The above code performs keyword trend analysis and sentiment analysis on a dataset of tweets stored in Google Drive. The main objective of this code is to analyse how frequently certain words and bigrams appear in tweets containing a specific keyword entered by the user and to determine the sentiment of those tweets.

Libraries user:
**pandas** for data manipulation and analysis.
**Counter** to count occurrences of elements.
Several functions and modules from the **nltk** library for natural language processing.
**matplotlib.pyplot** for data visualization.

**NLTK Data Download:**
It downloads the necessary data files for the **nltk** library. This includes stopwords, tokenizers, lemmatizers, and POS taggers.

**User Input**:
The code takes two inputs from the user:
A keyword to analyze trends.
The number of top trends (words or bigrams) they want to view.

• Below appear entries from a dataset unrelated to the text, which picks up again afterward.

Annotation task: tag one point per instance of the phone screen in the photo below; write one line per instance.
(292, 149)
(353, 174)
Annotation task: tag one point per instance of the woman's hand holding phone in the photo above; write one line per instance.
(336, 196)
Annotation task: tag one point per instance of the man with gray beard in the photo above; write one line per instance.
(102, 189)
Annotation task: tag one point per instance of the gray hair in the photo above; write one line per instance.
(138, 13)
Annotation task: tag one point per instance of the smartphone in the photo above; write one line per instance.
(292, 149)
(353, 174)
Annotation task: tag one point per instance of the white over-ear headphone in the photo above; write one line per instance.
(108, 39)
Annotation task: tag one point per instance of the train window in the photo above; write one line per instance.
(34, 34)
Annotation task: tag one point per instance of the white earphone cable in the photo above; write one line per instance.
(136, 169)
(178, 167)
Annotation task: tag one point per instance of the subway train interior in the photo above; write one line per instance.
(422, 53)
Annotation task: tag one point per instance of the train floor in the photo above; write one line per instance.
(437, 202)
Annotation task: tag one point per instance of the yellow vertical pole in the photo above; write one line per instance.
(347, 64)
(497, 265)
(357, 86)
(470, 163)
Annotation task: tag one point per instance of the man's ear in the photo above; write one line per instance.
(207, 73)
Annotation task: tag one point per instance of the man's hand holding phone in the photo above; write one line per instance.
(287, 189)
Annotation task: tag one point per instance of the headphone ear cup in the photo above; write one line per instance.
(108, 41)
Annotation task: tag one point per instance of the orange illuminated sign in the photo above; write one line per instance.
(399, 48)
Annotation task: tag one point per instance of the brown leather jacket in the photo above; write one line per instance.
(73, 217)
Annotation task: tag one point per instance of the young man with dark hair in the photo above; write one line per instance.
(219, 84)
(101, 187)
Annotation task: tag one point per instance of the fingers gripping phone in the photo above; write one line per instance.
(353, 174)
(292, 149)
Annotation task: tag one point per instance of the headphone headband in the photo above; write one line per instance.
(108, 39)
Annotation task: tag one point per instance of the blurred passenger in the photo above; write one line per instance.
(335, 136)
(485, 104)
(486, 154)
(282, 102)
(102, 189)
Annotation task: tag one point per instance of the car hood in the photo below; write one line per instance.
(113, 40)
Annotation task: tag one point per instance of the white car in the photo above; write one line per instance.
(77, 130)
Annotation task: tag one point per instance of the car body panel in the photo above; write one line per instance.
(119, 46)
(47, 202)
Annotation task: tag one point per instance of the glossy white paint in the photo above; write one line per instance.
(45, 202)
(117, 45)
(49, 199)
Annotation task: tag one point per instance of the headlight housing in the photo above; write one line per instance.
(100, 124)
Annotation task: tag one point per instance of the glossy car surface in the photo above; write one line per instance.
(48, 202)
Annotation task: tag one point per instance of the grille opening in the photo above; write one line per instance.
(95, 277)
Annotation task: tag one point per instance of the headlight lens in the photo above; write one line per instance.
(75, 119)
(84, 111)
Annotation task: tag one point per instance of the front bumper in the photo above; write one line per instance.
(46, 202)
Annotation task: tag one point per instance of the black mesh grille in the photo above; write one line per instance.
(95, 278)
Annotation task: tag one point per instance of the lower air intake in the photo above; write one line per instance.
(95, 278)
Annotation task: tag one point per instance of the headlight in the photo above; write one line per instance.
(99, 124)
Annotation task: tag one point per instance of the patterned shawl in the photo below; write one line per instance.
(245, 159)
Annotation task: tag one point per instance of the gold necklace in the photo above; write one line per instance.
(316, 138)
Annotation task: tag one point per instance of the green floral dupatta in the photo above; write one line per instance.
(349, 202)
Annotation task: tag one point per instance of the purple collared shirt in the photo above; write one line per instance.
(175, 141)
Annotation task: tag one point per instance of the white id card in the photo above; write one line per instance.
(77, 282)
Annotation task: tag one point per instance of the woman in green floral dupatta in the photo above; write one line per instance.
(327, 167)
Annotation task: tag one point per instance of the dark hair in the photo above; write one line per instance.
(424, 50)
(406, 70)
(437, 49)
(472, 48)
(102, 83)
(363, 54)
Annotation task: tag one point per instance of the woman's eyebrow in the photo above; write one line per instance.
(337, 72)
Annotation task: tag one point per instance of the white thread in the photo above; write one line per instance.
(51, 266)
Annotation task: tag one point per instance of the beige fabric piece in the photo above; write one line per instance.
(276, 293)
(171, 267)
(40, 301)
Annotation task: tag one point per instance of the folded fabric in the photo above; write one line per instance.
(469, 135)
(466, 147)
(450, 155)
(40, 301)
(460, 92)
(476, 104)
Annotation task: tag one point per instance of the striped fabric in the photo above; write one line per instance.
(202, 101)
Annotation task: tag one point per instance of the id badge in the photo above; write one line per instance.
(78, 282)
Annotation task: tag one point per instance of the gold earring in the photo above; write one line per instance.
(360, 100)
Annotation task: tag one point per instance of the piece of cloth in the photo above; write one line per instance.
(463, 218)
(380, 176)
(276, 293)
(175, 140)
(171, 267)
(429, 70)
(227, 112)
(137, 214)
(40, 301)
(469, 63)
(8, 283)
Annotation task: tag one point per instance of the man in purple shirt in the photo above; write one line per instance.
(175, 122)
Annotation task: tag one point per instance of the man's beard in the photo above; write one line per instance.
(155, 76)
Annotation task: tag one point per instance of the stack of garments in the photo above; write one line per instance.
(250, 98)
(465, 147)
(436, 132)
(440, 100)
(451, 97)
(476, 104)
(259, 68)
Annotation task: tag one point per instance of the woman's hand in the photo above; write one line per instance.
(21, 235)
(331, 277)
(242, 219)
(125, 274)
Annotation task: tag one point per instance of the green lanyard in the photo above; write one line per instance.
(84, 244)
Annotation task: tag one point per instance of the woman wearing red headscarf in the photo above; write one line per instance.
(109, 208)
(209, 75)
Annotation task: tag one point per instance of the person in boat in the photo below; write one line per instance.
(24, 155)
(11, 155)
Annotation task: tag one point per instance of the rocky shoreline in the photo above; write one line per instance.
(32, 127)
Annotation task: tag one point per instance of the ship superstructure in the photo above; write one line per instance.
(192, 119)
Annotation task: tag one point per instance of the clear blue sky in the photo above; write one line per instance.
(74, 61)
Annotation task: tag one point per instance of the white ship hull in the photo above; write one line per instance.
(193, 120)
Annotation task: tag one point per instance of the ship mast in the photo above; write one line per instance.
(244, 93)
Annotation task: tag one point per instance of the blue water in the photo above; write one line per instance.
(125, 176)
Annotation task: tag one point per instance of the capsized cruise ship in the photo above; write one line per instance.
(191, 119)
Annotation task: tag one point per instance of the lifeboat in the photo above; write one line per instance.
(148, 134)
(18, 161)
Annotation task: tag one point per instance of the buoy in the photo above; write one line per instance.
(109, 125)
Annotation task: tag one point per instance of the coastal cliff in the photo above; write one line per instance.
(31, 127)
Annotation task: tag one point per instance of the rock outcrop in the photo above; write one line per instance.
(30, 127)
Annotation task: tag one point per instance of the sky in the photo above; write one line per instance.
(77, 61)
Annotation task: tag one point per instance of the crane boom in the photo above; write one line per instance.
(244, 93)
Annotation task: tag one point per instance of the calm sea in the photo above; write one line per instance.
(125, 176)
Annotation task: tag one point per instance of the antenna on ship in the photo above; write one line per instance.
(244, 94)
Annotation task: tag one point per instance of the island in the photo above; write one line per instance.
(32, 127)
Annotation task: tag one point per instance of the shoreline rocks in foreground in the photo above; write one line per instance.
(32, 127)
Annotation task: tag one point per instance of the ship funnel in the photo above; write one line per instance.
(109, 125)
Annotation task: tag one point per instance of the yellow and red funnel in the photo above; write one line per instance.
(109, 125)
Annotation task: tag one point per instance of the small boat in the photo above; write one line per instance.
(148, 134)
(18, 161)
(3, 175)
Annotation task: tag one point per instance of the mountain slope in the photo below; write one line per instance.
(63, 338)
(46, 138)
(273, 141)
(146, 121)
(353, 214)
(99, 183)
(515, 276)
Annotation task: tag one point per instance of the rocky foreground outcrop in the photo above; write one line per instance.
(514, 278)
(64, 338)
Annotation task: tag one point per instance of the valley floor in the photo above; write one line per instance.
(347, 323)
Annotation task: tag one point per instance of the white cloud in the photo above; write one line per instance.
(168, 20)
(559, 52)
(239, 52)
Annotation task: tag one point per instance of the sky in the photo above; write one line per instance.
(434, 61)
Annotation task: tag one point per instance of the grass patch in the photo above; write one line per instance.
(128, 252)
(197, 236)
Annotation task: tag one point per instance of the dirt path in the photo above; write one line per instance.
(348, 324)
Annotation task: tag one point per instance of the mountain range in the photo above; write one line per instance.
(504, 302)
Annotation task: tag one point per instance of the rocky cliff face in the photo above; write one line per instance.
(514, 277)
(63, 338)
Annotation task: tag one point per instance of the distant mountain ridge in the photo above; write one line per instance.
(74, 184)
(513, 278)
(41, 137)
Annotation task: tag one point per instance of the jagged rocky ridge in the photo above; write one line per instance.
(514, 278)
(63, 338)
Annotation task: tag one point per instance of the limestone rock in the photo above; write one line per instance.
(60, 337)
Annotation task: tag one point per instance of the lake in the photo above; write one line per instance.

**Tokenization, Lemmatization, and Cleaning:**
The code performs several text preprocessing steps:
Tokenization: splitting text into individual words.
Lemmatization: converting words to their base form (e.g., "running" to "run").
Cleaning: removing non-alphanumeric words and stopwords (common words like "and", "the", etc.).
**Bigram Analysis:**
After tokenization, the code creates bigrams (pairs of adjacent words) and counts their occurrences.

**Top Trends:**
The code identifies the top N words (trends) associated with the input keyword.
** Visualization:**
The top N trends are visualized using a bar chart.

**Sentiment Analysis:**
The code counts the number of positive, neutral, and negative tweets associated with the keyword and prints out the counts for each sentiment category.